Durmak kayıp, bırakmak ölüm, ermelisin cahilsizliğe.
Bir tuğla da sen koy, aş esareti kapılma hayalsizliğe.
Var soyut yok somut oluyor, bir fikrin ince güllerinde.
Nedir ince gül dikensiz fikir? Mis kokusuyla sarhoş edende.
Şaraba meylimiz yok ama ayıkta değiliz sırrı sırra çekende.
Akibet belli, berduşuz sâhi, büyüsü bâki, cama nakşedende.
Böyledir işte bir kadeh seni, sende herkesi sarhoş edersin.
Ne onlar konuştuğunu anlar, ne sen kendini ifade edersin.
Artık araya perdeler çekilir, başka lisandan hitap edersin.

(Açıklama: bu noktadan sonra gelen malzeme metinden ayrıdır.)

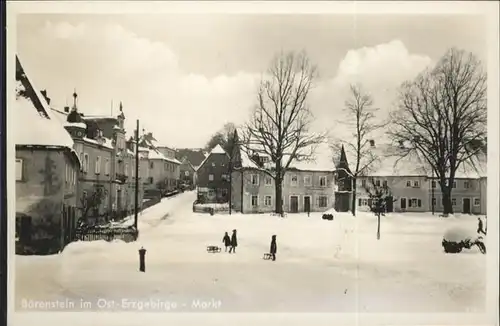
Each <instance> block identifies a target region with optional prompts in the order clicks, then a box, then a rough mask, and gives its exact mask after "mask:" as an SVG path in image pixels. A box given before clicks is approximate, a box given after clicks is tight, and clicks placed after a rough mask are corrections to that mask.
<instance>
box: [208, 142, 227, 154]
mask: <svg viewBox="0 0 500 326" xmlns="http://www.w3.org/2000/svg"><path fill="white" fill-rule="evenodd" d="M210 154H226V151H225V150H224V148H222V146H221V145H219V144H217V146H215V147H214V148H212V150H211V151H210Z"/></svg>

Elveda esaret merhaba hürriyet, beni de âzat eder misin?
Kimse esir alamaz, bakmazsan hayalin penceresinden.
Özgürlüğe girişte tutan olmaz, karşılıksız ellerinden.
Payı paylaşım paydası özgürlük, yalnızlığın kalesinden.
Yak esareti savur gitsin, doğarsın ânka’nın küllerinden.
Yazı zor, okumak gereksiz; paylaşım değil.
Yoldaşa cevap, ötekine sükut; ustalık değil.
Bilgiçlik hüner, cehaletin kadim; kalıcı değil.
Yer mi yarıldı, gök mü battı; Ayıkmışta değil.